High-value work takes a backseat to a strong regional identity, writes Catherine Baksi
The bar in East Anglia is relatively small with a strong sense of identity, practitioners in the region attest. But working there has its up and downs.
Andrew Lindqvist, joint head of chambers at Octagon House in Norwich, one of the oldest provincial sets, says: ‘There’s a friendly atmosphere as you hardly ever go into court without knowing your opponent quite well.’ Guy Ayers, his co-head, adds: ‘There’s little rivalry [between sets], because solicitors know the barristers as individuals and brief the individual rather than the chambers, so you live or die by your own reputation.’
Cambridge-based Fenners is a 40-strong general common law set with the added extra of an environmental team and an annexe in Peterborough.
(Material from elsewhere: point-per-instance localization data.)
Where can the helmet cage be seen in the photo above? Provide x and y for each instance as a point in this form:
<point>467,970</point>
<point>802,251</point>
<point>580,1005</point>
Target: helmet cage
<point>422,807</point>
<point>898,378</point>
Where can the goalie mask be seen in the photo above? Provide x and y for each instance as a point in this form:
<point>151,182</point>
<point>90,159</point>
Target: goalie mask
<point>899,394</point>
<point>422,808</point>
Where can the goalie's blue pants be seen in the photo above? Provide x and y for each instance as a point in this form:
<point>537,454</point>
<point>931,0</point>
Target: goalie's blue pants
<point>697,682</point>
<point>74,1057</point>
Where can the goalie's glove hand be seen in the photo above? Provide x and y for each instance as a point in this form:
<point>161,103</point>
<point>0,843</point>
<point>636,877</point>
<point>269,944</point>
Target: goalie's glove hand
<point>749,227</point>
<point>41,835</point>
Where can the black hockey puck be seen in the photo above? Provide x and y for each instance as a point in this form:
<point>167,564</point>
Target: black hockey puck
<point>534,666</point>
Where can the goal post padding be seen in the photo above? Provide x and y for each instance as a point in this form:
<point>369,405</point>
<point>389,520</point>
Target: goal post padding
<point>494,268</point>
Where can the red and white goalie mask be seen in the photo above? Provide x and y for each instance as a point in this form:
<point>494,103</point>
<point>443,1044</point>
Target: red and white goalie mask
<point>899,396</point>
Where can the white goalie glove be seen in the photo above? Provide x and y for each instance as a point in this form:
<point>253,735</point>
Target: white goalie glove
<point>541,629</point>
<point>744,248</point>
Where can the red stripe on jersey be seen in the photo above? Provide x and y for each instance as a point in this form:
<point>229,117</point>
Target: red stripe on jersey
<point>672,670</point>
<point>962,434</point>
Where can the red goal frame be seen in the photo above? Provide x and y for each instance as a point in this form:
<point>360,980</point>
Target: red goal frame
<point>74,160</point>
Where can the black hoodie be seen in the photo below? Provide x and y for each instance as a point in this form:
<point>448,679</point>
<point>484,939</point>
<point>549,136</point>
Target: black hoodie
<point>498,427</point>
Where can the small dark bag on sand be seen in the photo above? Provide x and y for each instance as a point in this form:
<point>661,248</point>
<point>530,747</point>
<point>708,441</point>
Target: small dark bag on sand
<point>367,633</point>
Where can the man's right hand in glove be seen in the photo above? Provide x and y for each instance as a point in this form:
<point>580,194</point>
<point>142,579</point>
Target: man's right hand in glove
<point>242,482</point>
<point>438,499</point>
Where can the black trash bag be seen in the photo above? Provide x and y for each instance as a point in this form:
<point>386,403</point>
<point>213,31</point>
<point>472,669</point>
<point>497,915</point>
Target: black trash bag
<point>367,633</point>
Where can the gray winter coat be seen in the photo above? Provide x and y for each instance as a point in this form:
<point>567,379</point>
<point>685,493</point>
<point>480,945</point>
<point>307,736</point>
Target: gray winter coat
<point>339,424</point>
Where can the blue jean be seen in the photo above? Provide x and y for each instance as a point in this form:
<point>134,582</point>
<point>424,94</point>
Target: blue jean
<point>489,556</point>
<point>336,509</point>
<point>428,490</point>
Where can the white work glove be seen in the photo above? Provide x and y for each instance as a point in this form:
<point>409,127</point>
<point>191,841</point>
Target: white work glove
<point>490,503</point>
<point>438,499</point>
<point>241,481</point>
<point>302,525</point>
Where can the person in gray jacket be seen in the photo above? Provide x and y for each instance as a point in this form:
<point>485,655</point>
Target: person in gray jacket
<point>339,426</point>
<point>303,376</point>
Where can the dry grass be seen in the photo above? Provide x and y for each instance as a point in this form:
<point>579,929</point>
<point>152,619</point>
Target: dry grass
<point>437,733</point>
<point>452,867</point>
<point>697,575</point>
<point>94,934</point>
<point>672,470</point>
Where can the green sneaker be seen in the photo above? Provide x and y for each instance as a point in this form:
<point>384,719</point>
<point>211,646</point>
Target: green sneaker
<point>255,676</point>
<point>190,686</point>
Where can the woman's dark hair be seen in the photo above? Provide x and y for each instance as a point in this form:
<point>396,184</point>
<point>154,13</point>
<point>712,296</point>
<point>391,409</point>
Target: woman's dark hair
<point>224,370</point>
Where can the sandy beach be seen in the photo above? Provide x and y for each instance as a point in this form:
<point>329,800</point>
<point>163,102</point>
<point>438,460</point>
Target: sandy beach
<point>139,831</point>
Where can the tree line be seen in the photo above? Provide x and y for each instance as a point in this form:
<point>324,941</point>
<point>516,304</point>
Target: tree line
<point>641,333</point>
Head of chambers Paul Hollow says it is not only the barristers who get on well, but the clerks too. ‘We all have a common interest to encourage local solicitors to look to local chambers. We are all in competition with each other, but it’s friendly competition.’
Family practitioner Tina Harrington heads Trinity Chambers, established eight years ago with 16 members from Tindal Chambers. Now with 38 tenants and six pupils, the set owns its own premises in Chelmsford and Ipswich, as well as another property that it rents to a local charity. Unusually the set has a number of tenants who work part-time.
‘We can do this because most members live locally,’ says Ms Harrington.
East Anglian Chambers, the largest set in the region, began in 1946 with three tenants. Its 61 tenants and six pupils are spread across four offices in Colchester, Norwich, Chelmsford and Ipswich. Head of chambers David Pugh says: ‘You have the opportunity to live in the country without the commute.’
But ‘we miss out on some of the very high-value work, which goes straight to London’.
Mr Hollow notes it is harder to get to the top of the profession as chambers do not generate sufficient work of silk quality – this observation is patently well-founded as the region has no silks, although a couple of sets have QC door tenants.
But, says Ian Martignetti, head of Peterborough’s 18-tenant Regency Chambers with a Cambridge annexe: ‘Even though there are no silks, there are senior juniors doing leading work on their own.’